WHERE SHAREHOLDERS CAN FIND MORE INFORMATION
Additional copies of this supplement, the original proxy statement, another proxy card, and other materials relating to the proposed merger, including information about voting procedures, may be obtained from the Information Agent for the transaction, D.F. King & Co., Inc., at 77 Water Street, New York, NY 10005, (212)269-5550 (call collect) or (800)431-9642 (toll free), and will be furnished at VTBC's expense.

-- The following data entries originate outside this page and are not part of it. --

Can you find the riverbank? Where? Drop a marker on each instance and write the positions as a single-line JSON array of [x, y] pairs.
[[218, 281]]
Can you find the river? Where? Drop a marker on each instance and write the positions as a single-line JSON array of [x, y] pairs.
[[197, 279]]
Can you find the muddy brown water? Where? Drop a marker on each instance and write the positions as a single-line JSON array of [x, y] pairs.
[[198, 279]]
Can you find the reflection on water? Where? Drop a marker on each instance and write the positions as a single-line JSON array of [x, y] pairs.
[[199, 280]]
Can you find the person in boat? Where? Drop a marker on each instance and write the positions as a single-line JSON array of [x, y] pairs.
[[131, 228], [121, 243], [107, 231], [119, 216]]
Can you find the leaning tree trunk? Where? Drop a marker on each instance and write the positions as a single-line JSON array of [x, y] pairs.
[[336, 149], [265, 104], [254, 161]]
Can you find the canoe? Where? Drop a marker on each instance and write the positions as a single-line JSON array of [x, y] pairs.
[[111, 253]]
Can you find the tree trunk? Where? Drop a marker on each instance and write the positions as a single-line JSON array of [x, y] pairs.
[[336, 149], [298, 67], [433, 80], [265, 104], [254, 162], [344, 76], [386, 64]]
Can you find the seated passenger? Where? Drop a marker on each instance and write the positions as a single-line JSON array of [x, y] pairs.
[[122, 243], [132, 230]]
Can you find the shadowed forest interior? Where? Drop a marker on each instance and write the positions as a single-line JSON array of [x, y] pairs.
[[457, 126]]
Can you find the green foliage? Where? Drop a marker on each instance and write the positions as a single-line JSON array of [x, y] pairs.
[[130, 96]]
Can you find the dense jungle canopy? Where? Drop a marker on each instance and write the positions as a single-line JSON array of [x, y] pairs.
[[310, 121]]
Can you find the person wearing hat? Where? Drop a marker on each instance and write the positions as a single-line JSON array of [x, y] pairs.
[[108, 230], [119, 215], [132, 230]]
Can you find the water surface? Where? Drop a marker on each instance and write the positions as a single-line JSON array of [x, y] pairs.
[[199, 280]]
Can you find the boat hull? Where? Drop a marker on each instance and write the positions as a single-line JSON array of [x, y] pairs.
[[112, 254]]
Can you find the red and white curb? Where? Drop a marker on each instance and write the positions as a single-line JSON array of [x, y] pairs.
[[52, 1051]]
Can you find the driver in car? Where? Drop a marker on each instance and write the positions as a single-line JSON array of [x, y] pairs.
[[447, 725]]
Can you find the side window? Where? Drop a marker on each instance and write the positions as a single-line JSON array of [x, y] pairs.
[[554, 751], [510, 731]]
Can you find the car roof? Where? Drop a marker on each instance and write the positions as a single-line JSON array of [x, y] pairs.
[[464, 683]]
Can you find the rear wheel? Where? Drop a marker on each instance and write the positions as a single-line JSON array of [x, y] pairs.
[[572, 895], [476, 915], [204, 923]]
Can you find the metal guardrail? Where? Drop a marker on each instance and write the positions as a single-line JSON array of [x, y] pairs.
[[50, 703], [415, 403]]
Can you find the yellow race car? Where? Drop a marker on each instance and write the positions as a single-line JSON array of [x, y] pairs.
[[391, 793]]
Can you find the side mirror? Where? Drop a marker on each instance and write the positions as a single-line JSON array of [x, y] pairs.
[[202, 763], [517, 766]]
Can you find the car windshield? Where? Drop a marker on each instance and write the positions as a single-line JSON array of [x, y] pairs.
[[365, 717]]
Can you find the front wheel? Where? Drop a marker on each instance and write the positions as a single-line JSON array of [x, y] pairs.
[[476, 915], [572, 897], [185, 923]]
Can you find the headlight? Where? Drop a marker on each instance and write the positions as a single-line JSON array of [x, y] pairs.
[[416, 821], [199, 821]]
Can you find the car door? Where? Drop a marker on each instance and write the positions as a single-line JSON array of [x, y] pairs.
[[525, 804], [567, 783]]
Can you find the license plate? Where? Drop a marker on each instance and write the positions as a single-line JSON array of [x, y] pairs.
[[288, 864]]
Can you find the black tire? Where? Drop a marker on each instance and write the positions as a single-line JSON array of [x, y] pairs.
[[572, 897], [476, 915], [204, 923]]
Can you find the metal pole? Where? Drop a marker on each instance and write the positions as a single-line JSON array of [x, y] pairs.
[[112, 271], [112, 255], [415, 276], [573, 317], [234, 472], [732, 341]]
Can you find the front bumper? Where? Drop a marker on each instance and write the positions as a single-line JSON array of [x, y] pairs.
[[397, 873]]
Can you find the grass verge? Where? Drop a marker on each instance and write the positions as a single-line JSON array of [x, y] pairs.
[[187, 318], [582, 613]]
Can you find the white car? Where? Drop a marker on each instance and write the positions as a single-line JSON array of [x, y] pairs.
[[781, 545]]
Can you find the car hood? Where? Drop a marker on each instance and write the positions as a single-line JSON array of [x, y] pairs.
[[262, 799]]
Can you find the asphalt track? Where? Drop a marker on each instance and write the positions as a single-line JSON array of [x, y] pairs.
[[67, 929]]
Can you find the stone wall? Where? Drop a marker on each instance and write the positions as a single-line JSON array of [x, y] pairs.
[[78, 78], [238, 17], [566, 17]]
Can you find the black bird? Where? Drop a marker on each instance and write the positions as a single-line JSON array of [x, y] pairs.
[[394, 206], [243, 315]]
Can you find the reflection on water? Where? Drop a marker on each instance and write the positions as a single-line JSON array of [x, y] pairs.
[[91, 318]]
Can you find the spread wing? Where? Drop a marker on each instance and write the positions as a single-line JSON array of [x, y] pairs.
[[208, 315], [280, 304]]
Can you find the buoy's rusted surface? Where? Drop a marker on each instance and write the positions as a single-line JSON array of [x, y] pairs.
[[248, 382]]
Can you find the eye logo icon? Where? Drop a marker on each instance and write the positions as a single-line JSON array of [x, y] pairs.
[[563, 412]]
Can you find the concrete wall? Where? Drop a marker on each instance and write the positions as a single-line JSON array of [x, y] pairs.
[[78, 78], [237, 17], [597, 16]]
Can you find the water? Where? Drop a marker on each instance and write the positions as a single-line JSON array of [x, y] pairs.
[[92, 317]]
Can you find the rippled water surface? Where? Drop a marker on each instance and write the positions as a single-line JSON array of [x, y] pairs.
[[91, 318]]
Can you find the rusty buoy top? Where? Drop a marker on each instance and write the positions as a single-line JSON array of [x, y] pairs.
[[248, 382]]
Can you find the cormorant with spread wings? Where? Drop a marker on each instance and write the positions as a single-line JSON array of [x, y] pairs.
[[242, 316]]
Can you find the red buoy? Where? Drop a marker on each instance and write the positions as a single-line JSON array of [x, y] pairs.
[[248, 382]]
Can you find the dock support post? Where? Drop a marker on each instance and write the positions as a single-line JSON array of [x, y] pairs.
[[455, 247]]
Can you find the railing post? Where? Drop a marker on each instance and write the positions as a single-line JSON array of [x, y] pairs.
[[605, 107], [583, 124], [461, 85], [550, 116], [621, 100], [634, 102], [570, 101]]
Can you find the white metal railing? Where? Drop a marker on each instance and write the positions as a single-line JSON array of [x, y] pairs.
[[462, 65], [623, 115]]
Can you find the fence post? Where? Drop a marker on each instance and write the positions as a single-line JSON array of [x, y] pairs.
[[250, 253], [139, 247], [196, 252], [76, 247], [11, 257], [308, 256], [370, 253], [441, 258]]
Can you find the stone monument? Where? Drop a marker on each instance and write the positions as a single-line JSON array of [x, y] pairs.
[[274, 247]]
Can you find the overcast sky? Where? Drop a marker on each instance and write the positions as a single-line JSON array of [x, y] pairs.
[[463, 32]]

VTBC has filed with the U.S. Securities and Exchange Commission ("SEC") amendments to the preliminary proxy statement on Schedule 14-A, the definitive proxy statement dated September 2, 2005, and the Schedule 13E-3 dated September 14, 2005, which include certain additional information relating to the merger. VTBC shareholders may read and copy these documents and any reports, statements or other information filed by VTBC at the SEC public reference room at 100 F Street, NE, Room 1580, Washington, D.C. 20549. Please call the SEC at 1-800-SEC-0330 for further information on the operation of the public reference rooms. VTBC's filings with the SEC are also available to the public from commercial document retrieval services and at the website maintained by the SEC located at: http://www.sec.gov.
September 20, 2005 THE VERMONT TEDDY BEAR CO., INC.